Over sixty years ago, on Sunday mornings, we passed through a part of Albany called “Green Street.” The cobblestones were littered with bottles, clothing, and men and women foul with vomit. Less than a mile away, families named van Loon and ten Broeck dwelt in regal isolation behind husky doormen and darkened foyers. Another disconnect.

Over forty years ago my wife and I traveled on Sundays to the dying coal fields of eastern Ohio. The Presbyterian Church paid me to conduct worship services for struggling little congregations back in the hills. Overturned vehicles littered side yards. Streams ran orange. The slag on the mountainsides had caught fire, and sent sulfurous fumes drifting down the valley.

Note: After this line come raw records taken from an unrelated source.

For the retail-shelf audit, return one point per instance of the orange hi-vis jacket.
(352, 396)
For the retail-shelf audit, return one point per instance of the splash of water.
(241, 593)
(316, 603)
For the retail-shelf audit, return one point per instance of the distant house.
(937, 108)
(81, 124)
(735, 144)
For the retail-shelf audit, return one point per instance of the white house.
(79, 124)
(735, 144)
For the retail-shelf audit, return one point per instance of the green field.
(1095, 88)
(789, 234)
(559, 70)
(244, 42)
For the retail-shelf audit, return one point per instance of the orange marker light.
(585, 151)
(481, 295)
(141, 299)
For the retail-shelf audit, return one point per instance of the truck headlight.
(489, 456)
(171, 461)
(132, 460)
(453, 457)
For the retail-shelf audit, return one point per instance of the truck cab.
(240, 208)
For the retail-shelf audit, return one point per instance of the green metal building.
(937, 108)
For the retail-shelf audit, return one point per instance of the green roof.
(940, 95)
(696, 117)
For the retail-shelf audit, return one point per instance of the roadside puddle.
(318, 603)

I warned my wife not to talk about any material things. So she asked one old woman how her garden was doing.

“Honey,” she answered, “I ain’t had the money for seeds.”

On the way home, we ate at a restaurant where Ohio burghers and their wives stopped for dinner. Buicks and Cadillacs filled the parking lot. Steeped in the aroma of pot roast, we marveled at the difference a few miles had made. Another disconnect.

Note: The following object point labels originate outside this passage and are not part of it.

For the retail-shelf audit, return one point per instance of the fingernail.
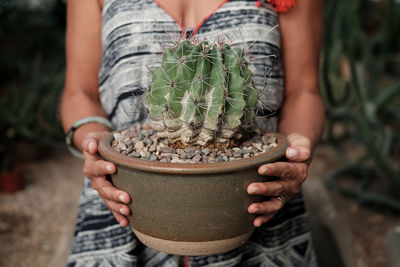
(263, 170)
(292, 153)
(109, 168)
(91, 147)
(121, 210)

Last month I watched the Olympics. Between events I gazed at the magnificent stadiums that had been erected, costing billions of dollars. Nothing had been spared to make the venues as magnificent as possible.

Only 1600 miles south of Athens, in a part of Sudan called Darfur, hundreds of thousands of Africans have been forced from their homes. Tens of thousands have been slaughtered, raped, disfigured, or enslaved. To their everlasting credit, private citizens and aid organizations have flocked to help with the immediate problems of starvation and disease. Meanwhile, the political repression and ethnic cleansing by a corrupt government is debated at the United Nations. Does this rise to a level requiring UN intervention?

Sudan is a complicated state, cobbled together by the British in 1916. Its situation is exacerbated by diminishing resources due to the relentless advance of the Sahara. Sudan’s government has lied and made promises it has no intention of keeping. The United Nations spends itself in debate and temporizing. The United States is otherwise engaged, a few hundred miles north, in an enterprise much like the British one in 1916. It had no qualms about tackling Iraq essentially alone. Bring it on! But Darfur? Well, it’s not as simple as it looks. Disconnect.

Actually, it is quite simple. If people are starving and you’ve got food, you feed them; if they’re sick, you try to heal them; if they’re in peril, you protect them from their oppressors. The mightiest of us – nations, institutions, individuals – will be judged ultimately by how well we took care of the weakest among us.

This is Willem Lange up in Etna, New Hampshire, and I gotta get back to work.

Willem Lange is a contractor, writer, and storyteller who lives in Etna, New Hampshire. He spoke from our studio in Norwich.